Other operating expenses reduced from S$18.9 million in YTD2017 to S$6.8 million in YTD2018, primarily due to the absence of extraordinary items incurred in 3Q2017.
The finance costs increased to S$0.06 million in YTD2018 due to higher borrowing on trade financing.
The Group recorded a net loss after tax of S$1.2 million in YTD2018, compared to a net loss after tax of S$12.1 million in YTD2017.

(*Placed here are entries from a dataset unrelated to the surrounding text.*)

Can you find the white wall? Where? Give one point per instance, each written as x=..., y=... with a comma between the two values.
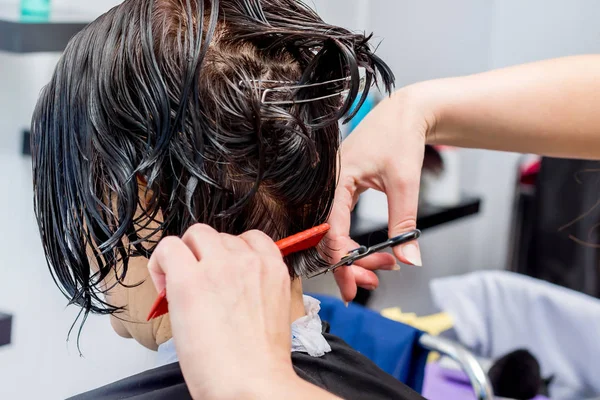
x=523, y=31
x=40, y=364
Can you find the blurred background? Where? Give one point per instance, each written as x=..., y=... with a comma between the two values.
x=471, y=222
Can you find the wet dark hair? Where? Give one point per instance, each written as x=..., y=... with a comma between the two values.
x=153, y=121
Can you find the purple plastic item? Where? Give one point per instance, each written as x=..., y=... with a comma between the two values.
x=443, y=384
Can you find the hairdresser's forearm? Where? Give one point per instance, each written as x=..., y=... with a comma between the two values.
x=550, y=108
x=289, y=387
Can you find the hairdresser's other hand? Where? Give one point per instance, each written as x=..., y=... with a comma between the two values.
x=229, y=305
x=384, y=153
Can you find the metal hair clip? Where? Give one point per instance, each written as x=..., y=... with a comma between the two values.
x=290, y=87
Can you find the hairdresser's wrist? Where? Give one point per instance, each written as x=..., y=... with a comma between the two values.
x=444, y=106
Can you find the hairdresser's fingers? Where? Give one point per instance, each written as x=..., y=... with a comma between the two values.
x=364, y=278
x=384, y=261
x=234, y=243
x=171, y=257
x=261, y=243
x=338, y=238
x=203, y=240
x=402, y=190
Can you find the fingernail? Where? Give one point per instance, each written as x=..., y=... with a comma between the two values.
x=412, y=254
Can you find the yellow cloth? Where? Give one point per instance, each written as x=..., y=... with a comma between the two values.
x=432, y=324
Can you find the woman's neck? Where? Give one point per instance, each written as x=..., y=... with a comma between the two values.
x=162, y=327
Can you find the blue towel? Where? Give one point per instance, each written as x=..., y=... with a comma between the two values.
x=393, y=346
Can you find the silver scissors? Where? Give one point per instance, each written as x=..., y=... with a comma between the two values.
x=364, y=251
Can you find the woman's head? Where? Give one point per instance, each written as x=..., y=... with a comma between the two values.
x=156, y=118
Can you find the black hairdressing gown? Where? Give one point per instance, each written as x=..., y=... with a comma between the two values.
x=343, y=372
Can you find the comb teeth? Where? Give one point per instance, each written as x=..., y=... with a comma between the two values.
x=293, y=244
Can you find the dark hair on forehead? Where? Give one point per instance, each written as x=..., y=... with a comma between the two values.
x=153, y=121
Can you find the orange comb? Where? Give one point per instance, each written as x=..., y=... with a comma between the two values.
x=293, y=244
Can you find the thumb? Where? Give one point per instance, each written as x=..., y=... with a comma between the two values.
x=403, y=201
x=338, y=238
x=170, y=261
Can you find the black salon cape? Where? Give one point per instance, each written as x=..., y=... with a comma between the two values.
x=343, y=372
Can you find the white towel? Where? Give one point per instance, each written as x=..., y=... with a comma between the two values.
x=498, y=312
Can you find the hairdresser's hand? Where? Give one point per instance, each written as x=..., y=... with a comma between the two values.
x=384, y=153
x=229, y=304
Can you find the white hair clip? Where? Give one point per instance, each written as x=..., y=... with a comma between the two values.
x=291, y=87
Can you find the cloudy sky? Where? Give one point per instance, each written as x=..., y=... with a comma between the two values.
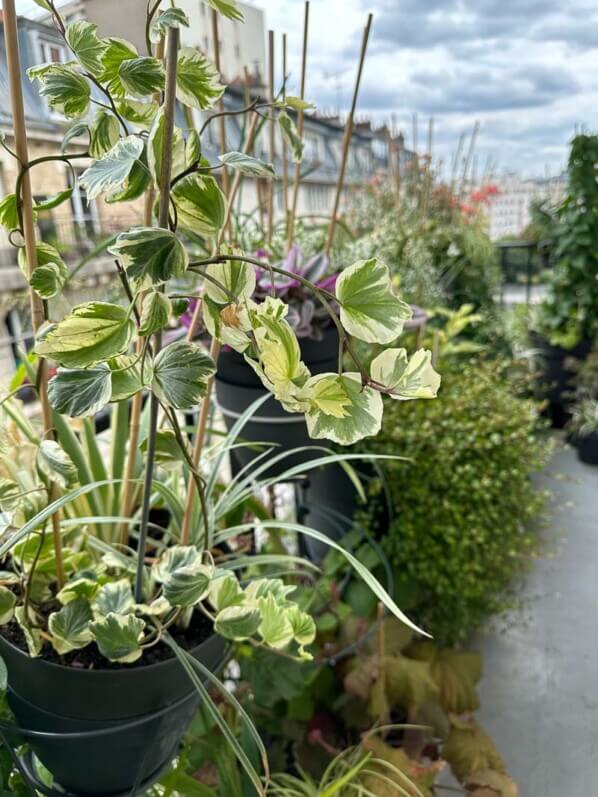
x=526, y=69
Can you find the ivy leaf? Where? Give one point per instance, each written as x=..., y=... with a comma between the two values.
x=237, y=622
x=118, y=636
x=66, y=90
x=236, y=277
x=141, y=77
x=228, y=8
x=150, y=254
x=103, y=133
x=47, y=280
x=126, y=376
x=113, y=168
x=8, y=212
x=181, y=372
x=291, y=136
x=114, y=597
x=54, y=201
x=70, y=626
x=92, y=333
x=117, y=51
x=156, y=309
x=200, y=204
x=79, y=392
x=169, y=18
x=246, y=164
x=84, y=42
x=8, y=601
x=275, y=627
x=76, y=130
x=55, y=463
x=369, y=309
x=407, y=378
x=155, y=147
x=186, y=586
x=197, y=80
x=363, y=416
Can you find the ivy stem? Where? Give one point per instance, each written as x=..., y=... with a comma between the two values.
x=38, y=315
x=172, y=45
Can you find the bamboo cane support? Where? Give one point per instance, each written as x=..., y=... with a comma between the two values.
x=347, y=137
x=11, y=38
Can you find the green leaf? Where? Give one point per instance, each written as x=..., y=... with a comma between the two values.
x=79, y=588
x=197, y=80
x=363, y=415
x=407, y=378
x=32, y=635
x=76, y=130
x=141, y=77
x=54, y=201
x=275, y=627
x=369, y=309
x=47, y=280
x=291, y=136
x=8, y=212
x=114, y=597
x=169, y=18
x=8, y=601
x=118, y=637
x=181, y=372
x=155, y=147
x=92, y=333
x=117, y=51
x=66, y=90
x=245, y=164
x=237, y=622
x=156, y=309
x=113, y=169
x=70, y=626
x=126, y=376
x=186, y=586
x=104, y=133
x=228, y=8
x=200, y=204
x=56, y=464
x=82, y=38
x=150, y=255
x=79, y=392
x=236, y=277
x=225, y=591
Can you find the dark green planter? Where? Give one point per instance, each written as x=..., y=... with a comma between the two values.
x=104, y=732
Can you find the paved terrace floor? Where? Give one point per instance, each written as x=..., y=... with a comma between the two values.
x=539, y=694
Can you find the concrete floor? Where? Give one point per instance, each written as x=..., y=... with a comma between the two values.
x=539, y=694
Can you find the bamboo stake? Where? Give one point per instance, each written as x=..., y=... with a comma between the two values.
x=272, y=135
x=204, y=411
x=300, y=118
x=347, y=138
x=38, y=315
x=285, y=156
x=220, y=108
x=172, y=46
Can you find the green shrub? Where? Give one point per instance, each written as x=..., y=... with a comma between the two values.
x=464, y=510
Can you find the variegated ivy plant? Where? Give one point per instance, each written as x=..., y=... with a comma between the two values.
x=111, y=352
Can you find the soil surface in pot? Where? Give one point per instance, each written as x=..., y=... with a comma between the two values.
x=90, y=658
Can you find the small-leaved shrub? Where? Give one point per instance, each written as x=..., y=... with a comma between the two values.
x=464, y=512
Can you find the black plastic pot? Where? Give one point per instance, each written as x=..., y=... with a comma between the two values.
x=238, y=386
x=104, y=732
x=556, y=377
x=587, y=448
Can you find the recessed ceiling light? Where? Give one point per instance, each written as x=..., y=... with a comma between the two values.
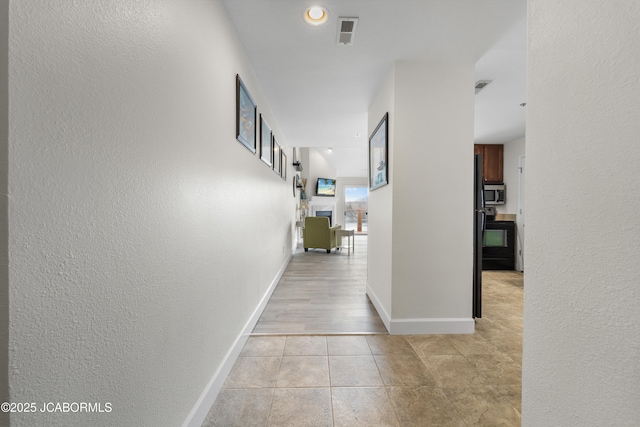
x=316, y=15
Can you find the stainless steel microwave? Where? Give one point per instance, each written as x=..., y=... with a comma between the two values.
x=495, y=194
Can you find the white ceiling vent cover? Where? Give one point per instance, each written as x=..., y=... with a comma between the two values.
x=481, y=84
x=347, y=30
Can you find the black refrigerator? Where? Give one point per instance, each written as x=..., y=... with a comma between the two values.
x=479, y=219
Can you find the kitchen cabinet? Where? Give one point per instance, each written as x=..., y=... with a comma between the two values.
x=492, y=162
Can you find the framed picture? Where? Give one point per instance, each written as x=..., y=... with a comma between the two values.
x=245, y=116
x=293, y=180
x=265, y=142
x=283, y=165
x=276, y=156
x=379, y=155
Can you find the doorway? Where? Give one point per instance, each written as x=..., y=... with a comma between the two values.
x=356, y=207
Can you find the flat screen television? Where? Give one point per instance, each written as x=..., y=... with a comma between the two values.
x=326, y=187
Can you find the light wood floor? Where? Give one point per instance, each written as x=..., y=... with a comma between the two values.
x=321, y=293
x=379, y=379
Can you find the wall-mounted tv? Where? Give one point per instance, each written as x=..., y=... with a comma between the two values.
x=326, y=187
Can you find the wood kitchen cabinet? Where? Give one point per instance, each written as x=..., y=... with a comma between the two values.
x=492, y=162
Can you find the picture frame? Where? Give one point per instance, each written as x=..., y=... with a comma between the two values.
x=379, y=155
x=265, y=142
x=293, y=180
x=246, y=113
x=277, y=159
x=283, y=163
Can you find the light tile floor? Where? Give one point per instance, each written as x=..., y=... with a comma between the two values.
x=384, y=380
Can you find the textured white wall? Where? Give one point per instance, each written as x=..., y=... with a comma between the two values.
x=433, y=192
x=134, y=213
x=581, y=341
x=420, y=254
x=4, y=204
x=380, y=231
x=512, y=152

The Group's non-current assets increased to S$22.2 million as at 30 September 2018 compared to S$12.5 million as at 31 December 2017. The increase was mainly attributed to the investment in bonds of S$7.0 million and increase in property, plant and equipment, land use rights of S$2.7 million in total. The Group's investments in bonds issued by statutory board and government linked companies listed in SGX are pledged as security for trade facilities granted by a bank. The increase in property, plant and equipment, as well as land use rights mainly relate to the construction of a new steel fabrication facilities in Myanmar.

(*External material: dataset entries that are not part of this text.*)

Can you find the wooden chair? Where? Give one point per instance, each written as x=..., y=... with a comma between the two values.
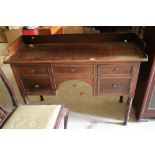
x=31, y=116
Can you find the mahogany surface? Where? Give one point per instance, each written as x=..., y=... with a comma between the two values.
x=108, y=62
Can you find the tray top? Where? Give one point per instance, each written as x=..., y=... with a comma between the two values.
x=70, y=52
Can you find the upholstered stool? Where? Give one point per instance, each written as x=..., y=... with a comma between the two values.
x=34, y=117
x=31, y=116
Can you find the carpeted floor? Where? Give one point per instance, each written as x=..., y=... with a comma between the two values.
x=86, y=111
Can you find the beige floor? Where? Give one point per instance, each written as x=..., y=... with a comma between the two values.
x=86, y=111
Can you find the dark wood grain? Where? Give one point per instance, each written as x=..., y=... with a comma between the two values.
x=109, y=63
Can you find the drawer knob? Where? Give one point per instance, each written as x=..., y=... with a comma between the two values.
x=36, y=86
x=73, y=69
x=113, y=85
x=114, y=69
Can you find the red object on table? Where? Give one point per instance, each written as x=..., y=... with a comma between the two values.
x=30, y=32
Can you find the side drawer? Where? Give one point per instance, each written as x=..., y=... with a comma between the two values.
x=114, y=85
x=26, y=70
x=37, y=85
x=73, y=69
x=122, y=69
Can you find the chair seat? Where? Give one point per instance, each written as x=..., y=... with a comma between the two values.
x=33, y=117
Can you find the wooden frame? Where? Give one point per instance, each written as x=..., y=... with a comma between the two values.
x=74, y=50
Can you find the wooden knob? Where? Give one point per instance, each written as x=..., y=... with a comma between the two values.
x=36, y=86
x=114, y=69
x=113, y=85
x=73, y=69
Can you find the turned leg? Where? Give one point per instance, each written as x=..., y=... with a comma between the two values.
x=128, y=109
x=41, y=98
x=66, y=119
x=121, y=99
x=25, y=98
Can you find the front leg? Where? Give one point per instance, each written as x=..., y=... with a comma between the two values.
x=26, y=100
x=128, y=110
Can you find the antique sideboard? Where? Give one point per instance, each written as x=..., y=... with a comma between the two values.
x=108, y=62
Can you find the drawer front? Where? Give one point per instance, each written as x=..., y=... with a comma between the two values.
x=42, y=70
x=88, y=80
x=115, y=69
x=114, y=85
x=37, y=85
x=73, y=69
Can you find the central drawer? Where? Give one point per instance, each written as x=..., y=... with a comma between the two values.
x=41, y=70
x=73, y=69
x=114, y=85
x=37, y=85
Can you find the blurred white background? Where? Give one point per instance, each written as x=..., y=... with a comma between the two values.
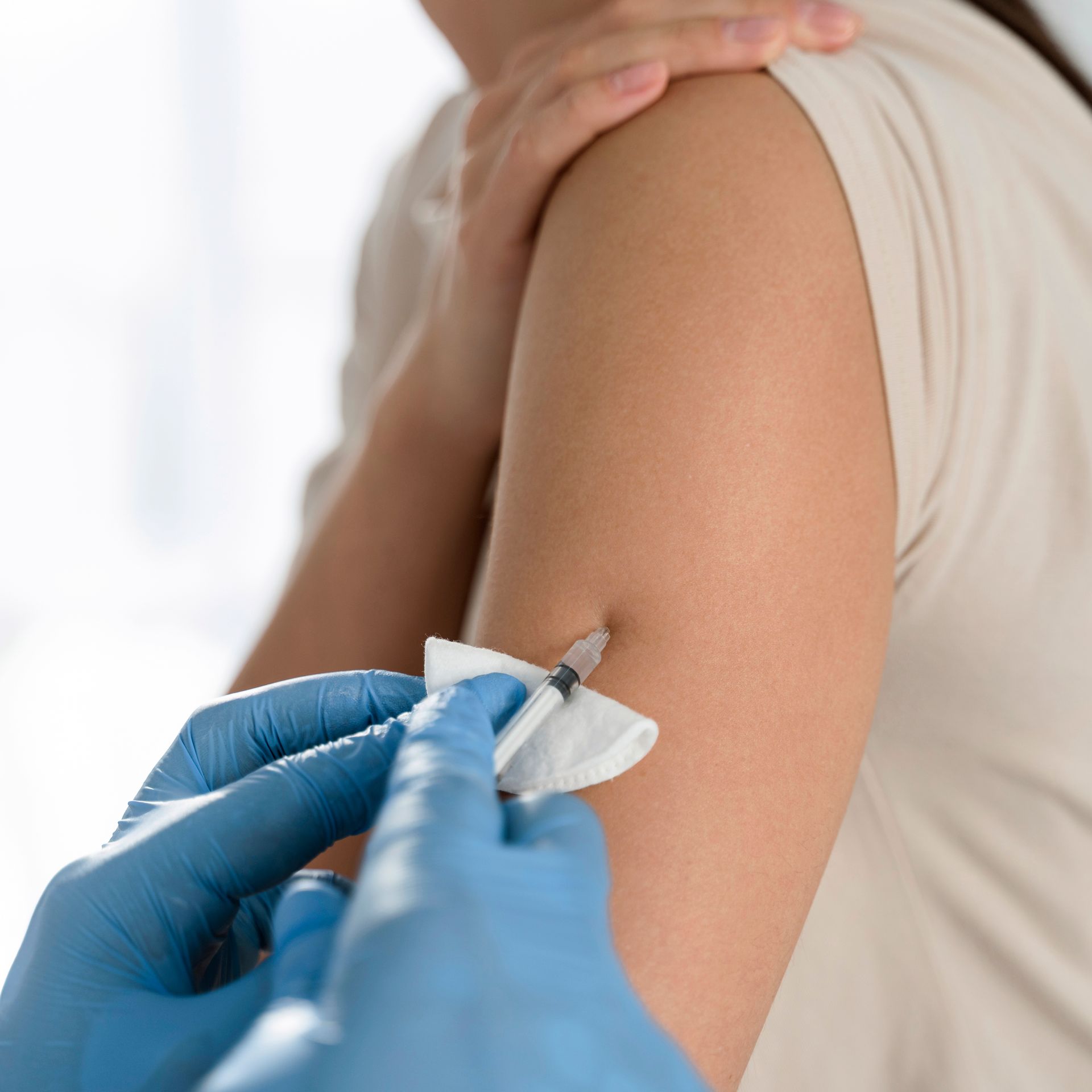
x=183, y=189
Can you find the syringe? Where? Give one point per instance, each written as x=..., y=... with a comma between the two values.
x=572, y=672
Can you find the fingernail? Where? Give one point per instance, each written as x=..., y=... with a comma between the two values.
x=637, y=78
x=828, y=20
x=758, y=28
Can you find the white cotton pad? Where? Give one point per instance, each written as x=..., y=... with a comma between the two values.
x=589, y=739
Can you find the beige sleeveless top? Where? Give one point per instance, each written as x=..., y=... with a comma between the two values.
x=950, y=942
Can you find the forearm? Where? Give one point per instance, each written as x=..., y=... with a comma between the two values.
x=394, y=559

As at 30 September 2018, the Group's inventory on hand increased to S$33.5 million as compared to S$17.6 million as at 31 December 2017. This was mainly due to stock replenishment to support the projected growth in sales volume.
Trade and other receivables increased to S$50.1 million as at 30 September 2018 as compared to S$44.3 million as at 31 December 2017 in tandem with increase in revenue.

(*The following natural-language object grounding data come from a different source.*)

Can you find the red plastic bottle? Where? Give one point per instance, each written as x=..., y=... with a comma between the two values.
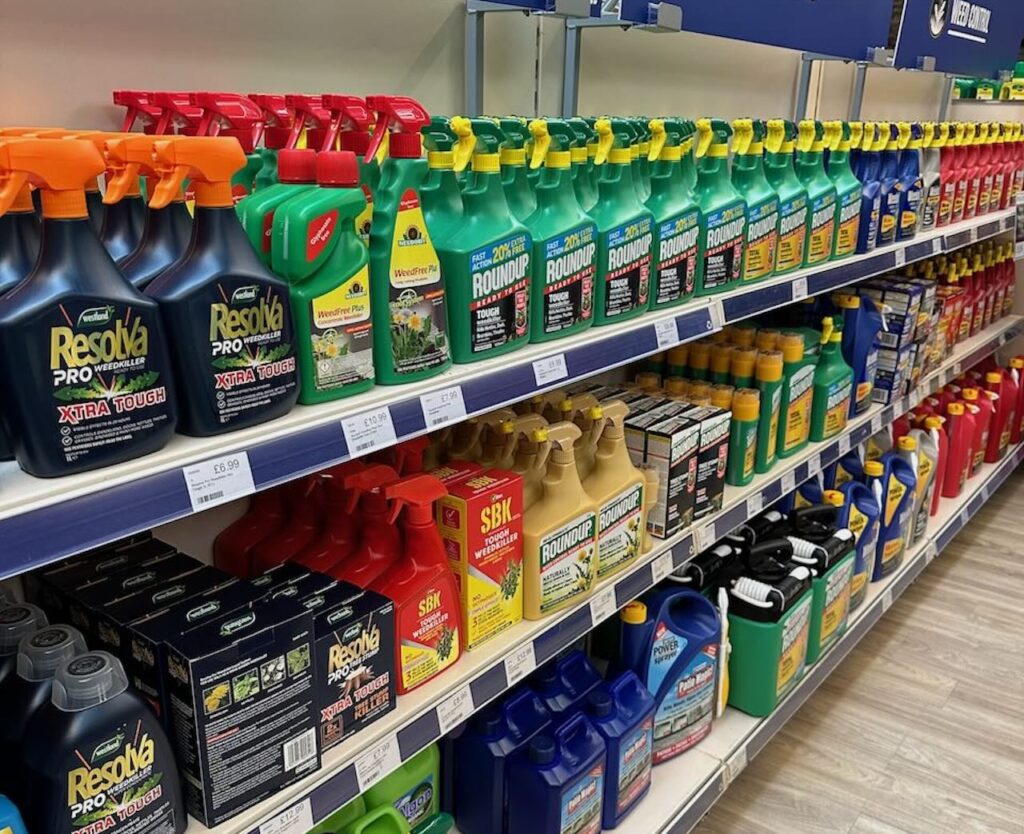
x=233, y=545
x=380, y=544
x=960, y=429
x=427, y=612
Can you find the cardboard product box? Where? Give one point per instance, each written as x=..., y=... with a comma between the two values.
x=480, y=524
x=353, y=658
x=242, y=703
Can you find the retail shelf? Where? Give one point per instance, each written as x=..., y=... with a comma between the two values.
x=42, y=520
x=737, y=738
x=482, y=675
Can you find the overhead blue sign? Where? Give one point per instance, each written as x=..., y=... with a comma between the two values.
x=964, y=37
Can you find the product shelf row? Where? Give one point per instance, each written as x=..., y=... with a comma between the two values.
x=684, y=789
x=480, y=676
x=42, y=520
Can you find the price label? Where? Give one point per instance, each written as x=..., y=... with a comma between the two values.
x=369, y=430
x=667, y=333
x=442, y=407
x=218, y=481
x=455, y=709
x=377, y=762
x=603, y=606
x=520, y=663
x=296, y=820
x=550, y=369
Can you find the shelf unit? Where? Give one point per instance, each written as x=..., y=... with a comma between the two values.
x=480, y=676
x=42, y=520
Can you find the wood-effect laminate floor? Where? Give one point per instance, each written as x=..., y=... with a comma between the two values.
x=921, y=730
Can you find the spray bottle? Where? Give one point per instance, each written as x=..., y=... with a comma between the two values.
x=678, y=258
x=410, y=322
x=564, y=239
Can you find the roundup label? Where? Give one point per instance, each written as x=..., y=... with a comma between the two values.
x=499, y=277
x=677, y=250
x=762, y=240
x=724, y=247
x=567, y=556
x=567, y=263
x=792, y=235
x=627, y=277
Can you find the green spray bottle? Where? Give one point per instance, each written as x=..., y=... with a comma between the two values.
x=519, y=186
x=317, y=250
x=624, y=230
x=795, y=209
x=820, y=192
x=762, y=200
x=722, y=207
x=833, y=385
x=296, y=175
x=407, y=288
x=486, y=258
x=561, y=299
x=677, y=254
x=839, y=136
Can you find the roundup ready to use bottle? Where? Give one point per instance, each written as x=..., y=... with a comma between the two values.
x=762, y=200
x=486, y=259
x=235, y=364
x=73, y=313
x=407, y=286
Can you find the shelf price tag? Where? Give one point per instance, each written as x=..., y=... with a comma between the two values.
x=667, y=333
x=441, y=407
x=520, y=663
x=377, y=762
x=455, y=709
x=550, y=369
x=218, y=481
x=296, y=820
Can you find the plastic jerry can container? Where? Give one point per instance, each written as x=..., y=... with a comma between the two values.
x=92, y=708
x=481, y=757
x=769, y=629
x=558, y=782
x=623, y=711
x=671, y=639
x=413, y=789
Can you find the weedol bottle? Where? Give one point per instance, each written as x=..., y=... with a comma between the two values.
x=317, y=250
x=407, y=286
x=564, y=240
x=625, y=236
x=73, y=314
x=228, y=318
x=486, y=259
x=762, y=200
x=129, y=758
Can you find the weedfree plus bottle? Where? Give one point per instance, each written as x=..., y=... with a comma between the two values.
x=77, y=324
x=794, y=209
x=561, y=298
x=407, y=286
x=625, y=231
x=722, y=207
x=762, y=200
x=848, y=189
x=820, y=193
x=678, y=258
x=229, y=318
x=485, y=259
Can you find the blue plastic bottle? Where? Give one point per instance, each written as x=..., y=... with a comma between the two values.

Trade and other payables increased to S$16.9 million as at 30 September 2018 compared to S$14.5 million as at 31 December 2017 in line with increase in inventory holdings.
Bank borrowings for trade financing increased to S$11.0 million as at 30 September 2018 in tandem with increase in inventory level and higher purchases towards period end.
Non-controlling interest increased to S$1.4 million as at 30 September 2018 on account of amount attributable to the minority shareholders of FFI.
Statement of Cash Flows
Net cash flows used in operating activities was S$22.5 million in YTD2018. This was mainly attributable to the increase in trade and other receivables and inventories of S$6.3 million and S$17.9 million respectively, offset by the increase in trade and other payables of S$2.1 million.
Net cash flows used in investing activities for YTD2018 was S$2.5 million, mainly due to the purchase of investment securities and property, plant and equipment of S$7.1 million and S$1.8 million respectively and partially offset by bank deposits withdrawn from banks of S$6.2 million.
Net cash flows generated from financing activities for YTD2018 was S$11.7 million. This relates mainly to net proceeds from bank borrowings of S$11.1 million and issuance of ordinary shares in a subsidiary of S$0.8 million.
The Group's cash and cash equivalents was S$15.5 million as at 30 September 2018 in comparison to S$21.4 million as at 30 September 2017.
The Group expects the operating environment for the steel industry to be increasing challenging. Based on the macroeconomic review released by the Monetary Authority of Singapore on 26 Oct 2018, the Singapore's economy is expected to expand at a slower pace for the rest of the year and in 2019 due to the negative spill overs from the trade friction between US-China.
The slow recovery of the construction sectors and the property cooling measures announced by the Government in July 2018 continue to dampen demand for steel products. This together with challenges that persist in the marine and offshore industry as well as intense competition among industry players are expected to pose challenges to the Group's business volume and profit margin for the current financial year.
Given the economic uncertainties and volatile industry conditions, the Group will focus on optimise its balance sheet and monitor the risk exposures faced by the business.
On 4 September 2018, the Group through its subsidiary, HG Metal Investments Pte Ltd ("HGM Investments") completed the acquisition of 51.04% of the issued share capital of First Fortune International Co. Ltd ("FFI") for the purpose of establishing a steel rebar cut & bend fabrication facility in Myanmar. The development of the steel fabrication facility is currently underway and progressing well as planned.